Al Antle, executive director of Credit Counselling Services of Newfoundland and Labrador, said he couldn't be happier about the changes, having seen hundreds of desperate cases caused by the current short-term loan market.
"Under the old way of doing things, if you borrowed a payday loan and it was due on your payday … and payday came, and you for some reason couldn't repay it, you rolled it over," Antle explained.
But that meant "all the charges and fees associated with borrowing became applicable again. And then if the next payday came and you couldn't pay, you'd still roll it over."

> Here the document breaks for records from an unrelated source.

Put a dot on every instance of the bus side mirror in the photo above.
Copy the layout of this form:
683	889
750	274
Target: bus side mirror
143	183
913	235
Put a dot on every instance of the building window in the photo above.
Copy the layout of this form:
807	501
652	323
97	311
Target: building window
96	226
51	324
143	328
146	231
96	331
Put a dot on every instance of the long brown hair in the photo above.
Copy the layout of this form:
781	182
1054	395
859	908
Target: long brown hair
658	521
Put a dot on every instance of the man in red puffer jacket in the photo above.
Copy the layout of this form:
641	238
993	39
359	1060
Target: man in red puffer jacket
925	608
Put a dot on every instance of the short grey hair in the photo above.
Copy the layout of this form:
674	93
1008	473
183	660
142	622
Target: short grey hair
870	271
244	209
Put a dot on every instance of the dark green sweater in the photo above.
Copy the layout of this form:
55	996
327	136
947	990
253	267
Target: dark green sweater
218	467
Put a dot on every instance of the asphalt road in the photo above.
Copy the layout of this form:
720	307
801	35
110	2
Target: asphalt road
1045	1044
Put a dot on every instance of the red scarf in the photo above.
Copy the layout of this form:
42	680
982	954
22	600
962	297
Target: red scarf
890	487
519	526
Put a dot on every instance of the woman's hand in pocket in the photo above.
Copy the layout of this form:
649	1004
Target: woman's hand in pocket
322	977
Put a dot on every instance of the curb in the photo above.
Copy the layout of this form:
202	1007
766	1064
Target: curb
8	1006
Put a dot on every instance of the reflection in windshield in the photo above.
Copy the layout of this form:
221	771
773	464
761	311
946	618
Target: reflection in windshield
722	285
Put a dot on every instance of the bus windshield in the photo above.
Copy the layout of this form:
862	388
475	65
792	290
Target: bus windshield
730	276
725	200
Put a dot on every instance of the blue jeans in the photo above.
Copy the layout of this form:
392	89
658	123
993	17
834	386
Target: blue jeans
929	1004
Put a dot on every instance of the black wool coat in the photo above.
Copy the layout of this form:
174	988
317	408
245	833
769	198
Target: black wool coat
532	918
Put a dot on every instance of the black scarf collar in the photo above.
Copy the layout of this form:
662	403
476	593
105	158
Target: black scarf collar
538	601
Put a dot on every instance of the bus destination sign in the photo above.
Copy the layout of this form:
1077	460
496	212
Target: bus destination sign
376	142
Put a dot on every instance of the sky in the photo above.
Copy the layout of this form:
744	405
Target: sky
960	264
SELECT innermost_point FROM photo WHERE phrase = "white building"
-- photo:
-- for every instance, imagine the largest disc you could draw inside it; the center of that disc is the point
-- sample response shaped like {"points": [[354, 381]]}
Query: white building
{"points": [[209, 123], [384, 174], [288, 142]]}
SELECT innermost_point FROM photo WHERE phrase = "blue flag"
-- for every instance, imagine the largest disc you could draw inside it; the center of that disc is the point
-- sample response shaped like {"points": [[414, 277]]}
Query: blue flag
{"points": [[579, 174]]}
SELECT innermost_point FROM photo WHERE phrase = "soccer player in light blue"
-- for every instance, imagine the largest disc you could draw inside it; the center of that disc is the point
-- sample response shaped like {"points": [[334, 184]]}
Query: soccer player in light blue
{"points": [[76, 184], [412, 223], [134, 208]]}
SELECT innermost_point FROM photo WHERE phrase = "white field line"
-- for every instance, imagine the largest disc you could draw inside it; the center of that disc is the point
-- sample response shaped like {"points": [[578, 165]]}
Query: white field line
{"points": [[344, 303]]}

"These were the situations where you saw people borrow $200, who two months later, paid back six."
That will end under the new laws. Consumers can pay a maximum of $21 in interest for every $100 borrowed under the "no renewal" clause in the new legislation, he said.
"That's all you're going to pay, whether you paid this payday, next payday, or whatever the case might be."
Antle said those practices unfairly affected people who didn't make enough money to catch up.
"In our experience this consumer option is chosen by people at the lower end of the income scale, who have run out of all the borrowing options and who are desperate for cash now," he said.
That, plus a lack of financial literacy, as Antle puts it, leads people to his door, desperate for a way out of the debt cycle.
Elderly at risk
Seniors are often among those who feel the squeeze. Older people tend to use payday loan services at a high rate, said Mohamed Abdallah, co-founder of non-profit services centre Connections for Seniors.
"If you need money and you don't have support from family, or there's no access to government benefits more than what you're getting, you will turn around and go to one of the payday loans in order to support yourself — whether to pay your medication, your transportation for a medical appointment, [or] to pay your rent." Abdallah said.
Borrowers might find it easy to pay back the first loan, but debt can quickly snowball, he added.
Costs of aging
Some older people are also caught off guard by falling income and rising expenses that might hit around retirement.
With medication costs, bloated heat bills and an income that sometimes tops out at $1,600 a month — most of which might go to rent — there's sometimes little left over for anything else, Abdallah pointed out.
The new rules will help vulnerable borrowers considerably, Abdallah said, but added the root causes that send someone to a payday loan company in the first place should also be addressed.
"We still need to look into why people are borrowing," he said.
"Hopefully we see at certain point that we don't need to ask for money — with that amount of interest — just to cover our day-to-day-life basics."